Addams cae al suelo tal como un costal de papas y en mi fuero interno, doy gracias a esa maravillosa instructora por enseñarnos una maniobra tan certera, y a mi memoria por guardar tan valiosa información para brindármela en el momento requerido.
Mis manos, que aun sujetan la herramienta ensangrentada, tiemblan al mismo tiempo en que mi mente intenta descifrar cuál podría ser mi próximo paso. Voces en mi cabeza me alientan a no detenerme, convenciéndome de que un solo golpe no es suficiente para saldar su deuda.
No obstante, vuelvo a escuchar a Michael quien, a pesar del tiempo y la disminución de sus fuerzas, continúa llamándome. Y eso me basta para apartar mis demonios y correr como puedo (que no es precisamente rápido) hacia el cuarto de calderas donde acabo de deducir, debe encontrarse.
Llego en un deplorable estado de total agitación, sudando hasta por las uñas, y entro a la habitación después de girar la perilla. Resulta que el súper intelecto de Damian confiaba tanto en su brillante y malévolo plan que ni siquiera se molestó en ponerle seguro a la puerta.
La inmensa cantidad de sangre me causa una impresión espantosa, asimismo el olor nauseabundo que deprende el sitio en general.

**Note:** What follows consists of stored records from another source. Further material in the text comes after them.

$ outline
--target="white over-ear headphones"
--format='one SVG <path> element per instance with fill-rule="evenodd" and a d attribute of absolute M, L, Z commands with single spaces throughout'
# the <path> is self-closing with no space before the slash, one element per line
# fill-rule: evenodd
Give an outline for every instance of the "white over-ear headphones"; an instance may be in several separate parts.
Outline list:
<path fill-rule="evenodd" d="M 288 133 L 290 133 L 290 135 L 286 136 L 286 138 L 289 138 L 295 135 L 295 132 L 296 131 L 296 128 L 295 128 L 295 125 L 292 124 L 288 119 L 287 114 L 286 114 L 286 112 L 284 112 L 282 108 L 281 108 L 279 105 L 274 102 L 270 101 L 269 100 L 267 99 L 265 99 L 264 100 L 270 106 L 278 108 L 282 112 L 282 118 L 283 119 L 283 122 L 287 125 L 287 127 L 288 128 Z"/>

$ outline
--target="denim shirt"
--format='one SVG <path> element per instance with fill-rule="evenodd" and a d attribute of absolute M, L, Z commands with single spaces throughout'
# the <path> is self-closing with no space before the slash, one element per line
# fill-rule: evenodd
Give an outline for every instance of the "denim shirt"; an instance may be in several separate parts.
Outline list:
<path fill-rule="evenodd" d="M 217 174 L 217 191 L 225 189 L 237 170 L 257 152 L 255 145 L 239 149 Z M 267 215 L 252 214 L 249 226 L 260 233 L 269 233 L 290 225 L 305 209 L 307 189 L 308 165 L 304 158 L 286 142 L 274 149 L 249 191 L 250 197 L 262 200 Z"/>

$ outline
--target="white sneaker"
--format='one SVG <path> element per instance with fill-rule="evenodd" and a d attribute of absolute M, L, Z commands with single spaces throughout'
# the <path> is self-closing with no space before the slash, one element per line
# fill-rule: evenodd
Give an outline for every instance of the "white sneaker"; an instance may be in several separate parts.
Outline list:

Hay al menos una docena de ratas asaltando el cuerpo de Mike en busca de una porción de carne, y, siendo honesta, tengo que recordarme que quien está muriendo en esa silla es mi amigo y primer amor para no dar media vuelta y marcharme tan lejos como pueda.
Aparto a esas alimañas con una escoba que hallo cerca y camino hacia él a toda velocidad para desatarlo con dificultad.
—¿Lila?
Me alegra comprobar que me reconoce mientras lo ayudo a ponerse en pie.
—Sí, aquí estoy. Vamos a salir de esta.
«No estoy segura aún de cómo, pero quiero tener fe en que lo haremos.»
—Te amo.
El universo parece detenerse por un microsegundo y quedo decepcionada por la sensación de vacío que experimento tras su declaración. He estado esperando esas dos palabras durante años, tantos que me parece una locura que, una vez las escucho, no me produzcan absolutamente nada. Quizás es porque no tengo tiempo para procesar sentimentalismos en medio de un lío tan enrevesado como este, o quizás se debe a que, luego de la larga espera, perdieron su valor.
«Lo cierto es que, incluso ahora que años han pasado, sigue sin removerme nada adentro. Solo siento lástima por ambos porque sé que no hay modo en que esto termine bien para ninguno de los dos.»